LE DERNIER DISCOURS TENU AU BUNDESTAG DE BONN
Que peut redouter un homme de 89 ans qui a dû quitter son Allemagne natale à l’âge de 8 ans, en décembre 1933 ? Un homme qui a vu mourir son père deux mois plus tard, dans un pays – la France – dont il ne parlait pas encore la langue, puis sa sœur, victime d’une septicémie pendant la guerre. Un homme qui, malgré tout, a décroché une agrégation d’allemand, enseigné à Polytechnique, à Sciences Po, aux Etats-Unis, en Asie, et écrit tant de livres et d’articles sur l’Allemagne et la France que nul ne sait vraiment quelle est sa nationalité. Comme son ami à la destinée étonnamment semblable, l’historien Joseph Rovan, mort en 2004, ou, dans un autre registre, Daniel Cohn-Bendit.

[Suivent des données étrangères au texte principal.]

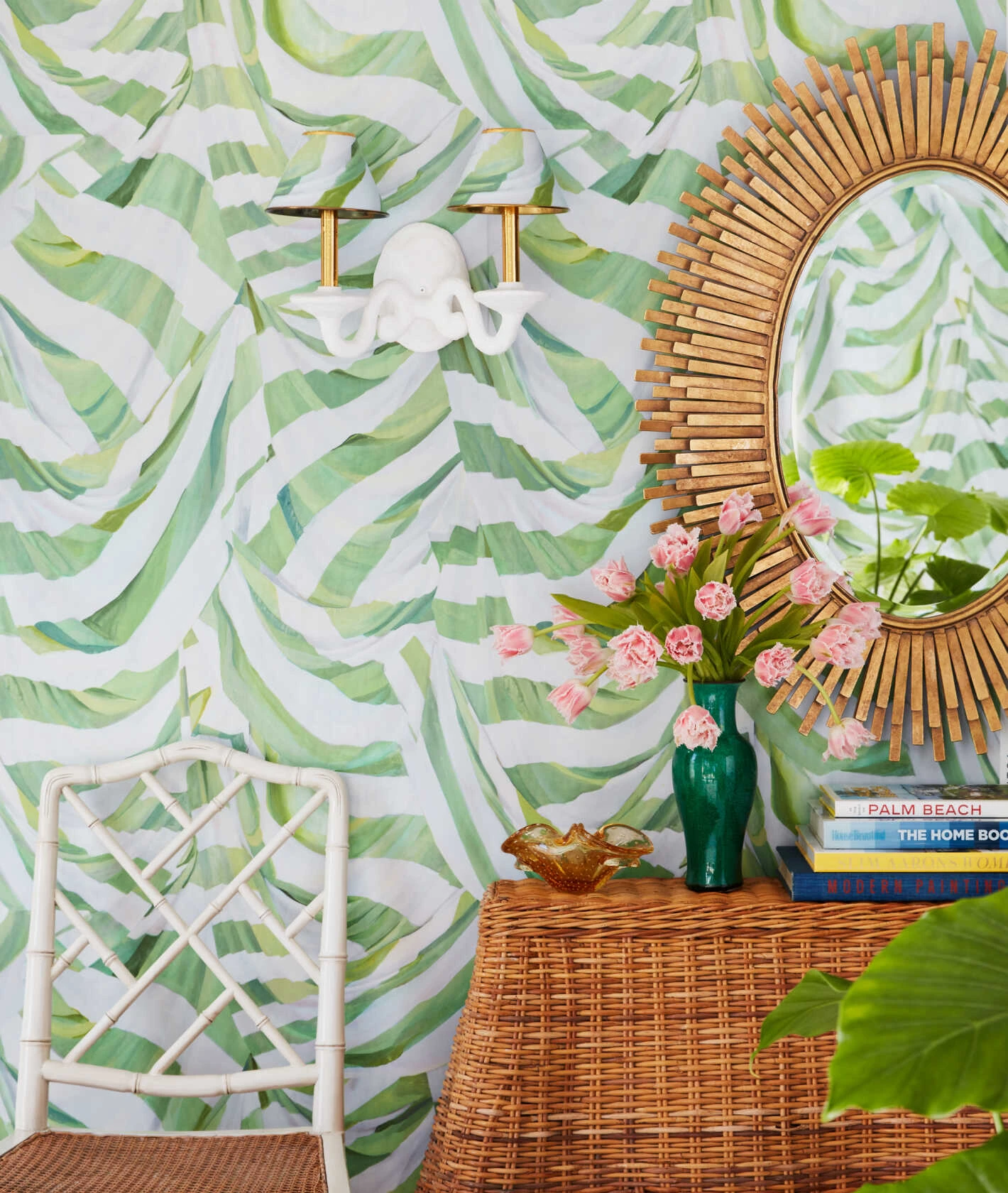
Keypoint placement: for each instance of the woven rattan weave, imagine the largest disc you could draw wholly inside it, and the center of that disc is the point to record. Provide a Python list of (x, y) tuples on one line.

Même la présence, ce jeudi, au Bundestag, du président de la République, Joachim Gauck, de la chancelière, Angela Merkel, et, selon ses propres termes, de « l’horrible président de la Cour constitutionnelle de Karlsruhe », Andreas Vosskuhle, venus l’écouter disserter sur les leçons de la première guerre mondiale, ne saurait troubler un tel homme. Il n’avait pas non plus été impressionné d’avoir été choisi pour prononcer, en juillet 1999, le dernier discours tenu au Bundestag de Bonn. Il est vrai qu’il y avait déjà pris la parole vingt-cinq ans plus tôt.
aAlfred-grosser-Comme ses innombrables étudiants, les députés allemands ont sans doute été à chaque fois fascinés par ce puits de science qui, tous les jours, découpe une dizaine de quotidiens. « Avec des petits ciseaux à papier qu’on peut emporter dans les avions », précise le Parisien, qui continue de se rendre plusieurs dizaines de fois par an en Allemagne. S’il y est toujours écouté, il n’est pas sûr d’y être toujours apprécié.
UN OCTOGÉNAIRE ESPIÈGLE
Car Alfred Grosser n’est pas qu’un éminent professeur capable de vous citer le 246e article du traité de Versailles au détour d’une conversation. Il n’est pas qu’un infatigable militant du rapprochement entre la France et l’Allemagne. C’est un humaniste à l’esprit libre et jeune qui a tenu d’innombrables discours devant les grands de ce monde mais n’a jamais trouvé meilleur public que les élèves. « Je n’ai jamais entendu des lycéens dire une bêtise », assure-t-il. Un octogénaire espiègle qui regrette qu’il n’y ait pas de « point d’ironie » en ponctuation et prend un malin plaisir à multiplier les coups de griffe.
Thomas Mann, Prix Nobel de littérature en 1929 ? « Je le déteste. Il accordait plus d’importance à son intestin qu’au suicide de son fils. » De Gaulle ? « J’ai pour lui un respect limité. Son discours de l’Hôtel de Ville en 1944 est un scandale », parce qu’il sous-estime le rôle essentiel des Alliés. Henry Kissinger ? « Un criminel de guerre contre lequel je mène campagne », parce qu’il a apporté son soutien au général Pinochet. Nicolas Sarkozy ? « Le seul président de la République pour lequel je n’ai aucune estime. » François Hollande ? « Je l’estime mais n’arrive pas à l’admirer. »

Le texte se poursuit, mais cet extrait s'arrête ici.